We will use APCs to blast through what they are currently doing and redirect them to a Sleep call or even better, a int3 for our debugger. As you might read from my “Debugger From Scratch” series. This will come in handy for next blog posts. We can force the software to stop or throw an exception by pointing it to a guard page, or to an int3 instruction.
The real deal is that, since they aren’t “suspended”, their ResumeThread calls are for nothing. We are redirecting the control flow to put them in sleep state ourselves, which are “sleeping” and not “suspended”.

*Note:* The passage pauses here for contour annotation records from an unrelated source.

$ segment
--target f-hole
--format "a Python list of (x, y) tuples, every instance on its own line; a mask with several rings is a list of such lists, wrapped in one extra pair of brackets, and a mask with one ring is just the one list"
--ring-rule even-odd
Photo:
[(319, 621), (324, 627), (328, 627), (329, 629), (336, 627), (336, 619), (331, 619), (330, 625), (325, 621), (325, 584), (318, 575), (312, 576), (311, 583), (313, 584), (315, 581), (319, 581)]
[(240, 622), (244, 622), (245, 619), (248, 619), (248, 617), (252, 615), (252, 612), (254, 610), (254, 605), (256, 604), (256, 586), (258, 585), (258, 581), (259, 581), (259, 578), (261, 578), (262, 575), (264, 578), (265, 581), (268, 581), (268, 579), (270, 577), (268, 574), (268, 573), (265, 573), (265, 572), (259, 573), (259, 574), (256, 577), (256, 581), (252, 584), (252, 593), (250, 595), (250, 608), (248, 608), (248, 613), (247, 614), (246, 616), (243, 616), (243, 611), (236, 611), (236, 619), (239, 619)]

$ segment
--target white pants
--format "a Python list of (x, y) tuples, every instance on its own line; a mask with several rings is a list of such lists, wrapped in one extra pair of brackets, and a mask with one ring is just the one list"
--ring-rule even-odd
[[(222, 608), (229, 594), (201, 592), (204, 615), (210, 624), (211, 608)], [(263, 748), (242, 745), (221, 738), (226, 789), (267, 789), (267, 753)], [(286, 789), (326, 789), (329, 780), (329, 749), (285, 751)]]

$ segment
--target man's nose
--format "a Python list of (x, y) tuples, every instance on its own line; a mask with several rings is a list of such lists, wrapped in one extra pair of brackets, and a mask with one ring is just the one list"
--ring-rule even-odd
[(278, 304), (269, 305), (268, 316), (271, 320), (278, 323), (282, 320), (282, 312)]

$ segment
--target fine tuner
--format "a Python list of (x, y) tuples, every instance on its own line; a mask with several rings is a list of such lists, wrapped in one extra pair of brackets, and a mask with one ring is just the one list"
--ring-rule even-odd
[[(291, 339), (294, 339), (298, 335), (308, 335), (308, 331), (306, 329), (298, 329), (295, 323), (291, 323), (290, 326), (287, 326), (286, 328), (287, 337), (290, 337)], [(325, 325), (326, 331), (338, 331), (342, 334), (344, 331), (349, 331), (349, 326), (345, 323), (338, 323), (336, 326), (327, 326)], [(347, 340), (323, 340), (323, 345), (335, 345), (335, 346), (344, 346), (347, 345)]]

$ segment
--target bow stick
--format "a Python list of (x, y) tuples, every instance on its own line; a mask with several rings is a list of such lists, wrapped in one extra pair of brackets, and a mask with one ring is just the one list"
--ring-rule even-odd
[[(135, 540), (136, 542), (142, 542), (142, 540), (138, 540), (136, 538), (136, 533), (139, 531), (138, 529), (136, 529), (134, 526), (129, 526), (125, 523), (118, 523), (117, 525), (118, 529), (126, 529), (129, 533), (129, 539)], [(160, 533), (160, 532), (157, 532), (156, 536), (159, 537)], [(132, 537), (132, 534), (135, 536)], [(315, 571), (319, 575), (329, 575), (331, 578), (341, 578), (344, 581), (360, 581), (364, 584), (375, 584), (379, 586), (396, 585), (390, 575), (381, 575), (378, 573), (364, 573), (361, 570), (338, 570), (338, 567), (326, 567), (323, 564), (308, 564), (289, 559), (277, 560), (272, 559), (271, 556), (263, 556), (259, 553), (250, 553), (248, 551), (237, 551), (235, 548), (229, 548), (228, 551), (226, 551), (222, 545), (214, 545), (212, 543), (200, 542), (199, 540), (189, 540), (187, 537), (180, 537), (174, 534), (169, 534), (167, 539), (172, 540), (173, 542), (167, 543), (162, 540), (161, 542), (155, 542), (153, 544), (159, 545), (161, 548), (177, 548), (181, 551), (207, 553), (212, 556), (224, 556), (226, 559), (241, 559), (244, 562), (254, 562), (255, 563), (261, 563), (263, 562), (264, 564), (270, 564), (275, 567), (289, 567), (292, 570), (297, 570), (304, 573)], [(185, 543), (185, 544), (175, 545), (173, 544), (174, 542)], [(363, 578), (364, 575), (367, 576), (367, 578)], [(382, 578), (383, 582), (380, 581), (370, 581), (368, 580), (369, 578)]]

We will need the function NtQueueApcThreadEx2 to be able to queue special APCs.
1
2
3
4
5
6
7
8
9
10
11
12
// taken from ntdoc
NTSTATUS
NTAPI
NtQueueApcThreadEx2(
_In_ HANDLE ThreadHandle,
_In_opt_ HANDLE ReserveHandle, // NtAllocateReserveObject
_In_ ULONG ApcFlags, // QUEUE_USER_APC_FLAGS
_In_ PPS_APC_ROUTINE ApcRoutine, // RtlDispatchAPC
_In_opt_ PVOID ApcArgument1,
_In_opt_ PVOID ApcArgument2,
_In_opt_ PVOID ApcArgument3
);
Now, we need to inject a shellcode that does what we exactly want, in this case, we will use the good old VirtualAllocEx.
1
2
3
4
5
6
7
8
9
10
11
12
13
14
15
16
PVOID addr = VirtualAllocEx(hProcess, NULL, 1024, MEM_COMMIT | MEM_RESERVE, PAGE_EXECUTE_READWRITE);
UINT8 shell[] = {
0x48, 0x83, 0xEC, 0x28, // sub rsp, 40 ; allocate shadoww space
0x48, 0xC7, 0xC1, 0x50, 0xC3, 0x00, 0x00, // mov rcx, 50000 ; wait for 50000 ms
0x48, 0xB8, // mov rax, <imm64> ; set rax to point to Sleep function
0x00, 0x00, 0x00, 0x00, 0x00, 0x00, 0x00, 0x00, // addr
0xFF, 0xD0, // call rax ; execute!
0x48, 0x83, 0xC4, 0x28, // add rsp, 40 ; we will never be here
0xC3 // ret
};
UINT64 sleep = GetProcAddress(GetModuleHandleA("kernel32.dll"), "Sleep");
memcpy(&shell[13], &sleep, 8);
DWORD bytesWritten = 0;
WriteProcessMemory(hProcess, addr, shell, 28, &bytesWritten);
After this, we will go through each thread and issue a APC.
1
2
3
for (INT32 i = 0; i < count; i++) {
NtQueueApcThreadEx2(threads[i], NULL, QUEUE_USER_APC_FLAGS_SPECIAL_USER_APC, addr, 0, 0, 0);
}
Then while they all sleep, we put the final nail in coffin:
1
2
3
for (INT32 i = 0; i < count; i++) {
SuspendThread(threads[i]);
}
Note that you can use QUEUE_USER_APC_FLAGS_CALLBACK_DATA_CONTEXT flag which gives us a CONTEXT of thread we just blasted through. This will come in handy in our next episodes of “Debugger From Scratch”.
We open the SuspendMe tool for our tests. 
As you can see, we succesfully suspended each thread without having to use state changes NT provides us.